A Volte i sogni muoiono quando non ne possono più.
Spesso crediamo di essere importanti nella vita di chi amiamo. Ne siamo convinti anche quando sbattiamo la testa contro l’amara realtà dell’indifferenza. Anche mentre ci avvolge il freddo della consapevolezza del niente. Ci crediamo per bisogno perché diversamente potrebbe fermarsi il respiro. Ma alla fine non è forse meglio sentire il respiro fermarsi che intossicarsi con il fumo di un’illusione?
C’è chi passa il proprio tempo a sognare, chi a tentare di realizzare il suo sogno. E poi ci sono io, che lo passo a raccogliere i cocci di quei sogni andati in frantumi.
Le parole dette spezzano sempre qualcosa.
Se anche non ci fosse Dio e tu ci credessi… è come fare un bel sogno.
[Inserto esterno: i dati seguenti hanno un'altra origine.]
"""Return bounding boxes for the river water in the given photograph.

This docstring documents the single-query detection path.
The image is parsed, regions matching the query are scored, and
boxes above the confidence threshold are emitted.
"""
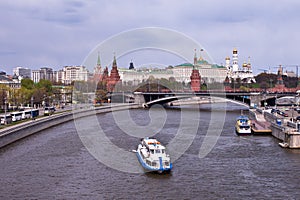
[0,104,300,199]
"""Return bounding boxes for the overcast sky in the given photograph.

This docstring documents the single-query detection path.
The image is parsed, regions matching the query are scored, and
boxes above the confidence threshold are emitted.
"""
[0,0,300,74]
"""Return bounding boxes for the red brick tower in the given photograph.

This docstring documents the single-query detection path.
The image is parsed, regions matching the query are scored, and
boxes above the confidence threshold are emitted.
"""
[190,49,201,92]
[107,56,120,92]
[93,52,102,82]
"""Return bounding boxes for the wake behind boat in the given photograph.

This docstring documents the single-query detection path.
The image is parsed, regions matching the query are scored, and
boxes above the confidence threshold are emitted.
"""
[136,138,172,173]
[235,115,251,135]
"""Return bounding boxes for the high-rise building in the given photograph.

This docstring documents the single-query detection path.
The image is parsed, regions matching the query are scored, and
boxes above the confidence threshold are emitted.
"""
[31,67,55,83]
[13,67,31,79]
[61,66,89,85]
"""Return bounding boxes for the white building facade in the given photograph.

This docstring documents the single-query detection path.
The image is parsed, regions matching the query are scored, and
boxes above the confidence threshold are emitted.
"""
[61,66,89,85]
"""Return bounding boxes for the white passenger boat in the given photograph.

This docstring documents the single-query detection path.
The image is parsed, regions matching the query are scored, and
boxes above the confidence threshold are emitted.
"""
[136,138,172,173]
[235,115,251,135]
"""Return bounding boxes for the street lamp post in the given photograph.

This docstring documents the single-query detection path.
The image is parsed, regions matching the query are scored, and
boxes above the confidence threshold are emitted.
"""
[30,96,33,120]
[4,97,7,124]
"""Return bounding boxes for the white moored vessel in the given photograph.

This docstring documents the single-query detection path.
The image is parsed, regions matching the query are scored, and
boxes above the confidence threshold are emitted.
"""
[235,115,251,135]
[136,138,172,172]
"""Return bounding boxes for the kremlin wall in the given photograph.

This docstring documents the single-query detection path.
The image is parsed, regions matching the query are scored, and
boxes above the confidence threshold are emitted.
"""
[94,49,255,91]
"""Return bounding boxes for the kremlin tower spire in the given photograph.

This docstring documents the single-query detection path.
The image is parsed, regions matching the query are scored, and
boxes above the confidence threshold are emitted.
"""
[190,49,201,92]
[193,49,198,67]
[107,54,120,92]
[93,52,102,81]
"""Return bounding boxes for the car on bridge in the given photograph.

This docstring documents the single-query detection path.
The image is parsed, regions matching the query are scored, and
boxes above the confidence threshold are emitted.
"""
[277,110,289,117]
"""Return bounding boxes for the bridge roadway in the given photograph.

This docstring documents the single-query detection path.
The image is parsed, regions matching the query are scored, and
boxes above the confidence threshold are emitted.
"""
[134,91,297,107]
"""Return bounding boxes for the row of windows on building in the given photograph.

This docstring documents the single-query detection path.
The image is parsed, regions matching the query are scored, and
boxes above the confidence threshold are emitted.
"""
[13,66,89,84]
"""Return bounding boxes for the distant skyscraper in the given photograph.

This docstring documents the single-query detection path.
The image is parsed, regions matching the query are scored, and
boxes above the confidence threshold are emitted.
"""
[31,67,55,83]
[13,67,31,78]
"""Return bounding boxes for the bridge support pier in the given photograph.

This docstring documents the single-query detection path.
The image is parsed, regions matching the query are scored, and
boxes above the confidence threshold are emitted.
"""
[134,94,145,105]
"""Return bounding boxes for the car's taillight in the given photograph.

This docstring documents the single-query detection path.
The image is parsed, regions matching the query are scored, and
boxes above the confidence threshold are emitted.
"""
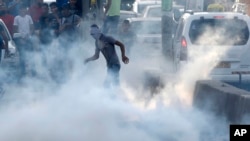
[181,37,187,48]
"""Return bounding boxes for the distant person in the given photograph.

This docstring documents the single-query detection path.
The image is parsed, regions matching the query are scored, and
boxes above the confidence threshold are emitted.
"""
[59,4,81,42]
[49,2,61,37]
[13,6,34,77]
[102,0,121,34]
[69,0,82,17]
[84,24,129,87]
[28,0,43,30]
[8,0,24,16]
[0,25,9,62]
[0,7,14,36]
[118,20,136,54]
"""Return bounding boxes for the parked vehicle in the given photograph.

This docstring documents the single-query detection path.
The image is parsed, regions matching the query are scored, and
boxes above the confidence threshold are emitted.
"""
[142,5,184,22]
[173,12,250,81]
[120,10,139,22]
[133,0,161,14]
[128,17,162,48]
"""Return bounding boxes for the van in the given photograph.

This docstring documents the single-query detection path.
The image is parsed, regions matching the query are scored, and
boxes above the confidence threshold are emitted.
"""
[173,12,250,81]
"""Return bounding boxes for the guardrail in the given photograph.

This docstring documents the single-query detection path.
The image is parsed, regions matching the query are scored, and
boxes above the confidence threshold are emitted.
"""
[193,80,250,123]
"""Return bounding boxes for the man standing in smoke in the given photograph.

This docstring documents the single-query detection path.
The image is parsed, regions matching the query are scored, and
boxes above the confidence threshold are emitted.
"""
[84,24,129,87]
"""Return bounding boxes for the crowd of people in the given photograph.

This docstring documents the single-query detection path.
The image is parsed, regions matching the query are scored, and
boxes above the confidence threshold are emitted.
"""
[0,0,134,87]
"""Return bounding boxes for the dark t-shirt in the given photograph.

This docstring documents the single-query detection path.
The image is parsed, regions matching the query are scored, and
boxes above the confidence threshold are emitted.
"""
[96,35,120,67]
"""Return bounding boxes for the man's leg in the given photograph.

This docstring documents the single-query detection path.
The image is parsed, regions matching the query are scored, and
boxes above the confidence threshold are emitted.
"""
[105,64,121,87]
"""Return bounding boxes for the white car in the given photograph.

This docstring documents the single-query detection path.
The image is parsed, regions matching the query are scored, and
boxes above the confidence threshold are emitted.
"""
[173,12,250,82]
[133,0,161,14]
[127,18,162,48]
[0,19,16,62]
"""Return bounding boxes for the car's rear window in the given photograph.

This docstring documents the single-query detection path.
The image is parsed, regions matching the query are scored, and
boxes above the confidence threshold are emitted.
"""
[189,18,249,45]
[131,20,161,34]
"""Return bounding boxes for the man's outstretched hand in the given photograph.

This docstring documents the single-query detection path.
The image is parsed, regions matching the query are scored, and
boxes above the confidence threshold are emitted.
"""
[122,56,129,64]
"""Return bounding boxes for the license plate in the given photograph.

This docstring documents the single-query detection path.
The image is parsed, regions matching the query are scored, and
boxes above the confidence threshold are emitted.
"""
[215,62,231,68]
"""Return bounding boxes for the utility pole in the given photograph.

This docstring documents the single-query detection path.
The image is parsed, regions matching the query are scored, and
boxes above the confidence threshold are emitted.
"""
[161,0,173,61]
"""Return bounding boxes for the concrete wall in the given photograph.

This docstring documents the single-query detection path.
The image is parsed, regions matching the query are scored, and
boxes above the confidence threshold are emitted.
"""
[193,80,250,123]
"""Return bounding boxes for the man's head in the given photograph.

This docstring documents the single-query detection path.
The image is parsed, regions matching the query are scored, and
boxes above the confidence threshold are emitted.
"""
[49,2,58,13]
[90,24,102,40]
[61,4,71,17]
[122,20,130,32]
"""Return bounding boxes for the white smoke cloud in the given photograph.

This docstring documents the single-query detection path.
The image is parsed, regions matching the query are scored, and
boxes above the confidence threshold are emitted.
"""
[0,20,240,141]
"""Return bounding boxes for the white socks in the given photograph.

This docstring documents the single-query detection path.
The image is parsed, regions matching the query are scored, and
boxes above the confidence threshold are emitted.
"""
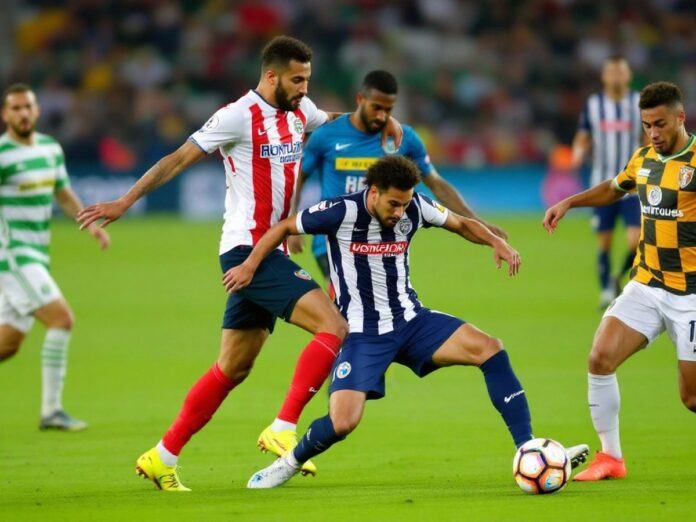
[587,373,621,459]
[271,417,297,432]
[41,328,70,417]
[157,441,179,466]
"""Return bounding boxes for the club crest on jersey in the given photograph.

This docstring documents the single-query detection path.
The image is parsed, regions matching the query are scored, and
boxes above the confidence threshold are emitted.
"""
[295,269,312,281]
[336,362,351,379]
[259,141,302,163]
[648,187,662,206]
[679,165,694,188]
[309,201,334,214]
[203,114,220,130]
[396,218,413,236]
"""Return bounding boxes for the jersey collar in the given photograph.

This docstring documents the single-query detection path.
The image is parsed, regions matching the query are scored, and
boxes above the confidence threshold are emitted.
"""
[657,134,696,163]
[251,89,280,110]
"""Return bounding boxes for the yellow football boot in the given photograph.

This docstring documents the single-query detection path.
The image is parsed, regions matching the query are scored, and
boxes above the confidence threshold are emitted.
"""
[135,448,191,491]
[256,426,317,477]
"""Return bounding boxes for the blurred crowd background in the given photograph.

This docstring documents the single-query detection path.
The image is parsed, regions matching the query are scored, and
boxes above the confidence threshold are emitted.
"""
[0,0,696,172]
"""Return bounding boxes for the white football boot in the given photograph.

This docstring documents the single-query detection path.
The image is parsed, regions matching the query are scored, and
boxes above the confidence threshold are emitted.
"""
[247,457,300,489]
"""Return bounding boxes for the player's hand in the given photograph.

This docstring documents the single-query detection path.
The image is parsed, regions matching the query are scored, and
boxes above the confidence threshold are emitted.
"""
[483,222,508,241]
[77,199,128,230]
[382,116,404,152]
[222,263,256,294]
[87,225,111,250]
[288,236,304,254]
[493,240,522,277]
[542,201,570,234]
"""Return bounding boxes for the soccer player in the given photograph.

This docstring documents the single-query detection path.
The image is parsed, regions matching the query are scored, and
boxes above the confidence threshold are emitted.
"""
[572,55,643,309]
[79,36,401,491]
[223,156,587,488]
[543,82,696,480]
[257,71,507,464]
[0,83,110,431]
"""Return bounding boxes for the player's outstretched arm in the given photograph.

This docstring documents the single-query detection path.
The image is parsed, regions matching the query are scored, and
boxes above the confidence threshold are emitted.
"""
[56,187,111,250]
[77,141,205,230]
[222,216,299,294]
[542,179,626,234]
[442,212,522,277]
[423,169,508,239]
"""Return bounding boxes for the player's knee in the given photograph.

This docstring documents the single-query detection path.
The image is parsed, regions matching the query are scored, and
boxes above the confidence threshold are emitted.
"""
[331,408,360,437]
[681,392,696,413]
[470,335,503,366]
[0,339,22,362]
[587,346,617,375]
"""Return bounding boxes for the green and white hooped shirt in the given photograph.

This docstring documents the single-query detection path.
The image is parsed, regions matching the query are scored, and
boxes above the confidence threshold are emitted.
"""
[0,133,70,272]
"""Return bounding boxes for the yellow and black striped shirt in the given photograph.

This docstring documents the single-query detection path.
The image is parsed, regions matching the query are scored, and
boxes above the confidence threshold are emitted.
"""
[614,134,696,295]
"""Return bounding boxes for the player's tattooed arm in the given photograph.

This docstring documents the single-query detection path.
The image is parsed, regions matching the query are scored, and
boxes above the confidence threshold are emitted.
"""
[77,141,205,230]
[423,169,508,239]
[542,179,626,234]
[325,111,404,149]
[222,216,299,294]
[442,212,522,276]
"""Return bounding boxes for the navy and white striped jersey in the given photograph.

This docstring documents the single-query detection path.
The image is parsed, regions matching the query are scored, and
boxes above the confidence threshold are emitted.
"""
[297,190,448,335]
[578,91,642,186]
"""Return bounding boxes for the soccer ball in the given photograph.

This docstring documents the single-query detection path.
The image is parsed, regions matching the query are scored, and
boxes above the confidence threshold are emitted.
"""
[512,439,570,495]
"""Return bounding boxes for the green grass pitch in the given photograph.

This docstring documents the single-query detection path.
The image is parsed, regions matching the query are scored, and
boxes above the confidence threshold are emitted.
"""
[0,214,696,522]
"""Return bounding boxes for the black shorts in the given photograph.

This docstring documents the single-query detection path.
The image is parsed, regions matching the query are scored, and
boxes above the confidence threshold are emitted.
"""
[220,246,319,332]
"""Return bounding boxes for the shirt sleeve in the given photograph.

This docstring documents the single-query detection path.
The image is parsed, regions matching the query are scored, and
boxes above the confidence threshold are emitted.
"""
[578,101,592,132]
[295,198,346,235]
[416,194,449,228]
[300,96,329,133]
[53,147,70,192]
[404,127,433,177]
[301,131,324,176]
[613,149,641,192]
[189,103,245,154]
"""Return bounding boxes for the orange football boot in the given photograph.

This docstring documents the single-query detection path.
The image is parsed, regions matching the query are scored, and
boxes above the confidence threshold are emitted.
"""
[573,451,626,481]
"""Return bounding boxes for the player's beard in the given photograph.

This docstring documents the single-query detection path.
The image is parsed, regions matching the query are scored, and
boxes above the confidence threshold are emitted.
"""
[275,82,304,112]
[10,120,36,138]
[360,107,386,134]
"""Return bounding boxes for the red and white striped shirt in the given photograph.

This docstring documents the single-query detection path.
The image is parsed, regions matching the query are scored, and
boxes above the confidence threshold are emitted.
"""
[189,90,328,254]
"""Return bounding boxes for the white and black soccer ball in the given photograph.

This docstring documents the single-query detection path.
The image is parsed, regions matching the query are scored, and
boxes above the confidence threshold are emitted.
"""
[512,438,571,495]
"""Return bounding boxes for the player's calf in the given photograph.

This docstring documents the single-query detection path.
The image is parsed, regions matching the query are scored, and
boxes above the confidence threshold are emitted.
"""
[0,324,24,362]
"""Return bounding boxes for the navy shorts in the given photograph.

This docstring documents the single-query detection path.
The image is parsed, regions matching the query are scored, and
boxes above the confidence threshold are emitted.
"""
[329,309,465,399]
[220,246,319,332]
[592,194,640,232]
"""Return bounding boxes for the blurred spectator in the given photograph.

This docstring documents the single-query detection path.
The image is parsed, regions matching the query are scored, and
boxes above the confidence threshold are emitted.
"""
[0,0,696,170]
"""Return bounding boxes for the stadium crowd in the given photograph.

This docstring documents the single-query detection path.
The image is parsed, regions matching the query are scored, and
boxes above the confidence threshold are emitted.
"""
[0,0,696,171]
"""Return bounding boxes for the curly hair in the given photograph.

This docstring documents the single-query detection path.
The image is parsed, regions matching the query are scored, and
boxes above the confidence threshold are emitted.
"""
[261,36,312,69]
[638,82,683,109]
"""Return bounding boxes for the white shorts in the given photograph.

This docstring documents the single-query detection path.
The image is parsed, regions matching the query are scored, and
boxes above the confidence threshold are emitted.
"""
[0,263,63,333]
[604,281,696,361]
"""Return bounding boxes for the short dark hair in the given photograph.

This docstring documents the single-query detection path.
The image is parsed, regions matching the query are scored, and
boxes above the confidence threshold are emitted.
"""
[365,156,421,191]
[638,82,684,109]
[604,53,628,63]
[362,70,399,94]
[261,36,312,70]
[2,83,34,105]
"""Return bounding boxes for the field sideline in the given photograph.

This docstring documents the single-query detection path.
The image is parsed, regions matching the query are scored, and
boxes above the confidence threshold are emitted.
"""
[0,215,696,522]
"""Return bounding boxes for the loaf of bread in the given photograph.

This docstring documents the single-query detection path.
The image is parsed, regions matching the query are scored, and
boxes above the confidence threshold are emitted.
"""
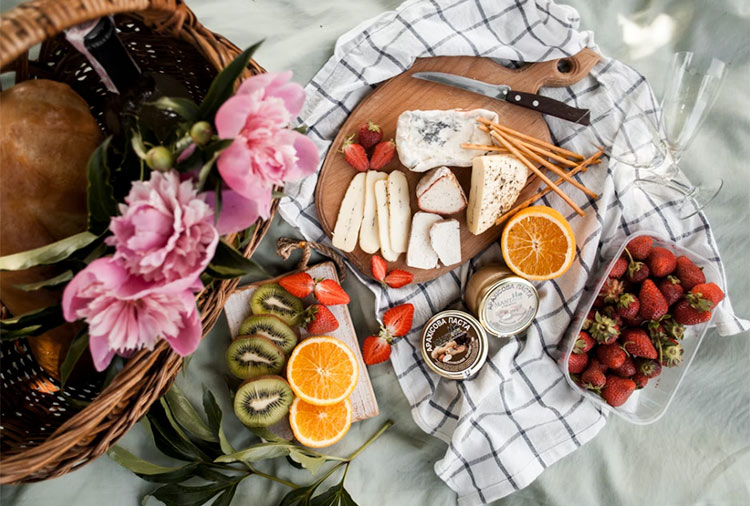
[0,79,101,377]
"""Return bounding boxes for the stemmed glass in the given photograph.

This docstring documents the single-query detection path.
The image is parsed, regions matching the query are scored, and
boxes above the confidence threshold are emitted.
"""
[609,52,726,218]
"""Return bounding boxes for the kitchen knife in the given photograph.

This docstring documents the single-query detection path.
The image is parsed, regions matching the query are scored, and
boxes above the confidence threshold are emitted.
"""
[412,72,591,125]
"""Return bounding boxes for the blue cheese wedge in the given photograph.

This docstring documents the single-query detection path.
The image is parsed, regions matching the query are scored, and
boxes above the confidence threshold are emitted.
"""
[396,109,498,172]
[466,155,529,235]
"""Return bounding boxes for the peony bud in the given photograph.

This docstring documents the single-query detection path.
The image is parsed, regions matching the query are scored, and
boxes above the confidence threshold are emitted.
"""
[146,146,172,172]
[190,121,214,146]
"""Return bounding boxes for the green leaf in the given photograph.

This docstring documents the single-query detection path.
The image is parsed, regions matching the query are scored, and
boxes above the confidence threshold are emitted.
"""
[164,383,219,443]
[135,463,198,483]
[147,97,198,123]
[15,270,73,292]
[207,240,271,280]
[60,328,89,385]
[310,479,357,506]
[211,483,237,506]
[0,233,98,271]
[214,442,295,464]
[289,448,328,474]
[0,305,65,341]
[87,137,117,235]
[151,483,228,506]
[198,41,263,122]
[107,445,182,475]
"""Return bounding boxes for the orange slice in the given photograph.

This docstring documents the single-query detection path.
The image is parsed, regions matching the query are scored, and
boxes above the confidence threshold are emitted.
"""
[500,206,576,281]
[289,398,352,448]
[286,336,359,406]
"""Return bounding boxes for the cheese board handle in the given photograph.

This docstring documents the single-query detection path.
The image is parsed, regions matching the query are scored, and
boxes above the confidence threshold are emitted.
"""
[518,48,601,93]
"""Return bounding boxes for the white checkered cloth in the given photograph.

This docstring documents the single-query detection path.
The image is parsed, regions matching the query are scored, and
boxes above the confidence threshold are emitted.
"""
[281,0,748,506]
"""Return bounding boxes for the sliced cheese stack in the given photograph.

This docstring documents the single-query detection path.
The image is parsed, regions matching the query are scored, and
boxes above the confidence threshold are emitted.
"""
[396,109,498,172]
[466,155,529,235]
[417,167,466,214]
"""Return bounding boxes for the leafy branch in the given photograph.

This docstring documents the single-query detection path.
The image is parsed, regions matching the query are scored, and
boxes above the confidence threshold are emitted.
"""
[108,385,393,506]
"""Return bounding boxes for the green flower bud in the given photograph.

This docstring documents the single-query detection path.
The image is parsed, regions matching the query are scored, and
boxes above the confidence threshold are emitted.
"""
[146,146,172,172]
[190,121,214,146]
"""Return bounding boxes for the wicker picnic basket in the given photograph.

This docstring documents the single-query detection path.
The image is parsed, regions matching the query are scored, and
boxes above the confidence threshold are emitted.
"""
[0,0,276,483]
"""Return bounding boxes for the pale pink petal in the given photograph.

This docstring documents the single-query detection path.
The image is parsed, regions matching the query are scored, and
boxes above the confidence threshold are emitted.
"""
[215,95,257,139]
[89,336,115,372]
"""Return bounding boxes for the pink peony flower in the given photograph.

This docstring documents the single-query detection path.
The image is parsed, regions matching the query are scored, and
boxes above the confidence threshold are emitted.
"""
[62,257,201,371]
[107,171,219,291]
[216,72,318,223]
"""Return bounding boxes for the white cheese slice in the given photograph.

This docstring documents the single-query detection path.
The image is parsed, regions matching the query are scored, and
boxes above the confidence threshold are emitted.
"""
[332,172,365,253]
[359,170,388,254]
[466,155,529,235]
[388,170,411,253]
[374,179,399,262]
[430,220,461,266]
[396,109,498,172]
[406,211,443,269]
[417,167,466,214]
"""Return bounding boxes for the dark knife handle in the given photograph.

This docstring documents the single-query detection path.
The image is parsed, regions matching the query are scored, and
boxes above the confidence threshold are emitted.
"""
[506,90,591,125]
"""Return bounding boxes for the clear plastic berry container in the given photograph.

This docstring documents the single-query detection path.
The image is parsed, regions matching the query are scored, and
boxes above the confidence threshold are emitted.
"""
[558,231,725,425]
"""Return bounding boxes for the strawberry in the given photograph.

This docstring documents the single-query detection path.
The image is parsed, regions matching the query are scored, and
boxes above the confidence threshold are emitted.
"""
[635,358,661,379]
[672,299,711,325]
[597,278,625,304]
[357,121,383,149]
[638,279,669,320]
[659,339,683,367]
[362,336,391,365]
[625,235,654,260]
[341,135,370,172]
[279,272,315,299]
[602,374,635,407]
[622,329,659,359]
[370,139,396,169]
[630,372,648,390]
[675,256,706,291]
[612,357,636,378]
[662,318,685,341]
[589,311,620,344]
[315,279,351,306]
[370,255,388,282]
[646,246,677,278]
[303,304,339,334]
[383,304,414,337]
[608,256,628,279]
[581,358,607,391]
[568,353,589,374]
[656,276,684,306]
[573,330,596,355]
[384,269,414,288]
[685,283,724,311]
[594,344,628,369]
[616,293,641,320]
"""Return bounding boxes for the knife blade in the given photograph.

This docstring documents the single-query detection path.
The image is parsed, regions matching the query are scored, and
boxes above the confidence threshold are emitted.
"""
[412,72,591,125]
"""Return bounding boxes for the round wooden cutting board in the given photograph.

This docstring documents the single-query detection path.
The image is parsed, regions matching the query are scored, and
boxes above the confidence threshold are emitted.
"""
[315,49,600,283]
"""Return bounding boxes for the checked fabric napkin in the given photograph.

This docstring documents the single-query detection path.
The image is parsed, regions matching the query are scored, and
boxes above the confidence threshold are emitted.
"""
[280,0,750,506]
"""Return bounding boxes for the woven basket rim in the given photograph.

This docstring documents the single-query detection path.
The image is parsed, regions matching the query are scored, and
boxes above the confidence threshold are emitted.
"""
[0,0,278,484]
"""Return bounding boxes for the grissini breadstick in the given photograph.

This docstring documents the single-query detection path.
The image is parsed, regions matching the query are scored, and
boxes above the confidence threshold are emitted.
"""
[490,126,586,216]
[493,128,599,199]
[477,118,584,160]
[495,151,602,225]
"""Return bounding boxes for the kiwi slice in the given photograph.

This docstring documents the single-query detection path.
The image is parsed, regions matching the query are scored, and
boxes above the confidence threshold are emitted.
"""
[240,314,297,355]
[250,283,304,325]
[234,376,294,427]
[227,336,285,379]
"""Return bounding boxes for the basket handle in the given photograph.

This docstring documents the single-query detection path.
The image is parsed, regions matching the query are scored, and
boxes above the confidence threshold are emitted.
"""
[0,0,195,69]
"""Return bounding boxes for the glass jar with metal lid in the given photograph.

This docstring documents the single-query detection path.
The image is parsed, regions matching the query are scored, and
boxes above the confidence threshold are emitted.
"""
[421,310,487,380]
[464,264,539,337]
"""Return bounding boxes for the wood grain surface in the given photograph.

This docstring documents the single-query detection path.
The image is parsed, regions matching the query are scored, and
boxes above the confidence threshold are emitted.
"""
[224,262,379,438]
[315,49,600,283]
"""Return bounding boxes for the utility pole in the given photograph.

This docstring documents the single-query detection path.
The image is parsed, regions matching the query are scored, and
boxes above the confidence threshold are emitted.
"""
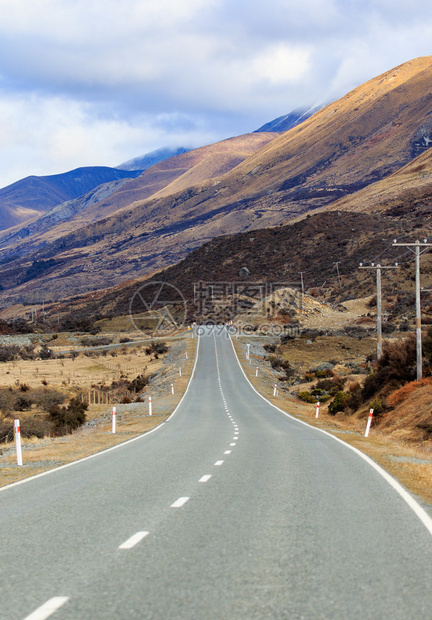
[333,260,341,288]
[300,271,304,308]
[360,263,398,360]
[392,239,432,381]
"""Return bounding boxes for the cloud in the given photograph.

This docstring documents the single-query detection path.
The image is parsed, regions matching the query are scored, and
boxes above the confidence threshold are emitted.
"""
[0,0,432,185]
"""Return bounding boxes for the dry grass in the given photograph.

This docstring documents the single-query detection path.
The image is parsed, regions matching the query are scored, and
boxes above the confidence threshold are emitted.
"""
[233,340,432,505]
[0,337,196,486]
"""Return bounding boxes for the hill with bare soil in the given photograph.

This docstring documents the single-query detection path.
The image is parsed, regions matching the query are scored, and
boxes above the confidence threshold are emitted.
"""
[33,207,432,328]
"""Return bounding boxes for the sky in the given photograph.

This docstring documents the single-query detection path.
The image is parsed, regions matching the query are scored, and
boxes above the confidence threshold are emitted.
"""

A volte egoisticamente suoniamo alla “porta” di un amico per il piacere di sapere che tutto gli sta andando bene… e con il bisogno estremo di parlare, di essere ascoltati mentre la malinconia sta abbracciando la nostra anima con una morsa di freddo da toglierci il respiro. Nel mentre che parliamo sentiamo la sua distrazione come un pugno allo stomaco ed anche l’ultima illusione di un ascolto amicale si consuma, si spegne in un attimo. L’amicizia non può funzionare se è a senso unico, quando ad ascoltare è uno solo e a suonare il “campanello” della presenza è sempre la stessa persona. E se quella lacrima che sta scavando passa inosservata e graffi di parole distratte, circostanziali, arrivano come gelo al cuore, è arrivato il momento giusto per chiudere quella porta a chiave e andarcene senza voltarci a costo di farci male per poter stare bene.
Vorrei aver ascoltato la mia anima quando mi suggeriva di andarmene. Mi stava proteggendo.